You can order from an ever-expanding bounty of berry preserves and combinations such as pear-ginger jam, cherry-lime jam, and fig-honey jam.
“If you’d told me 30 years ago that I’d be living in Durham making jam, I’d have said you were crazy,” Ellen said, minus a few of the colorful modifiers that can make you laugh jelly out of your nose when you chat with her. But everything changes, and J’Ellen’s entrepreneurship was the most delicious example of change on display at my 30th Harpeth Hall reunion. To quote the earnest voice from a corporate conference call, “It’s the rate of change here that makes us bullish.”
The J'Ellen Story
I started canning fifteen years ago, after coming home from a bountiful u-pick strawberry patch in North Carolina with 10 pounds, a half-pound of which I put to good use in strawberry shortcakes. What to do with the rest? I wondered. Having a moderate level of competence and a high level of confidence in the kitchen, I set to work teaching myself how to can strawberry jam. Since that first batch, I have branched out and now make 11 flavors of jam—strawberry, raspberry, blackberry, blueberry jalapeño, blueberry maple, pear ginger, boozy fig and honey, cherry lime, cherry, orange marmalade with red chilies, hot pepper honey,—as well as tomato salsa. I look forward to expanding the repertoire through customer requests or the bumper crops of friends who find themselves knee-deep in plums or kumquats when the tree in the backyard explodes.

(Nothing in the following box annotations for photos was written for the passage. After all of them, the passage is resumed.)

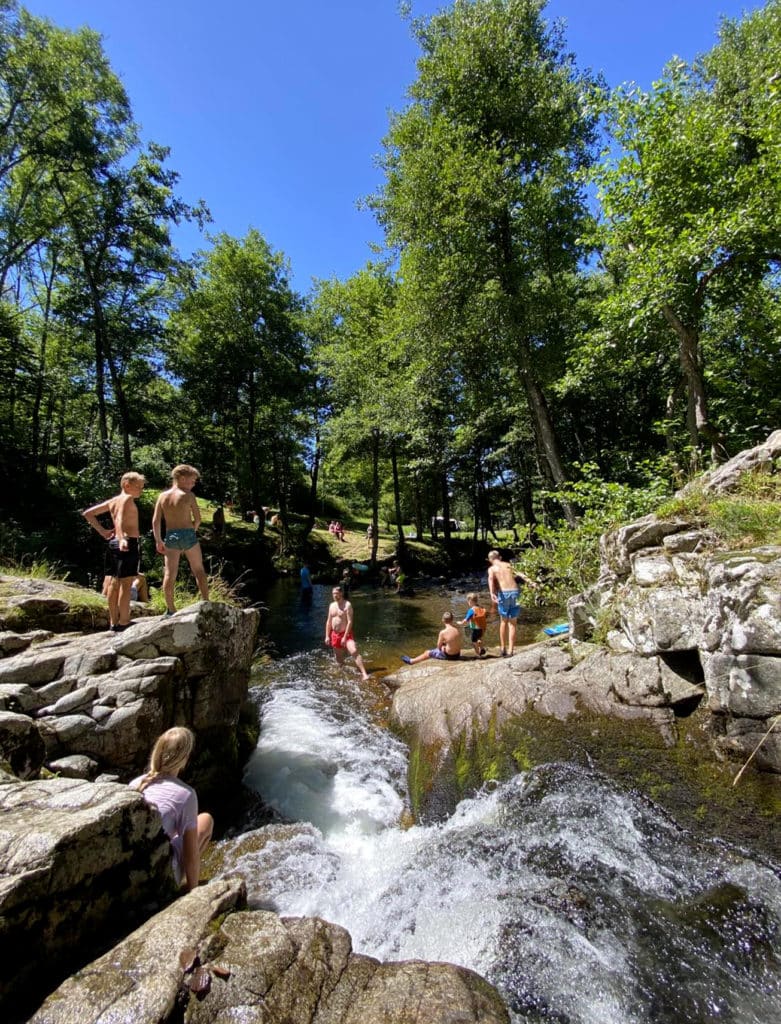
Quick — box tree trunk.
[370,427,380,568]
[441,473,450,544]
[662,303,729,465]
[391,437,405,558]
[413,473,425,541]
[301,430,320,543]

I love the whole process: picking the fruit, prepping the fruit, making jam in small batches, and the canning. I have given away hundreds of jars as hostess and holiday gifts over the years. When people came a-calling for more, I decided it was high time to start J’ellen. At J’ellen, we make jams, jellies, and salsas featuring local North Carolina produce. It is my goal to preserve the abundance of the season in small batches. My daughter once asked, “What would grow if we planted a jar of J’ellen?” A J’ellen tree? A J’ellen factory? Well, we’ve planted the jar, and now we are excited to see what grows.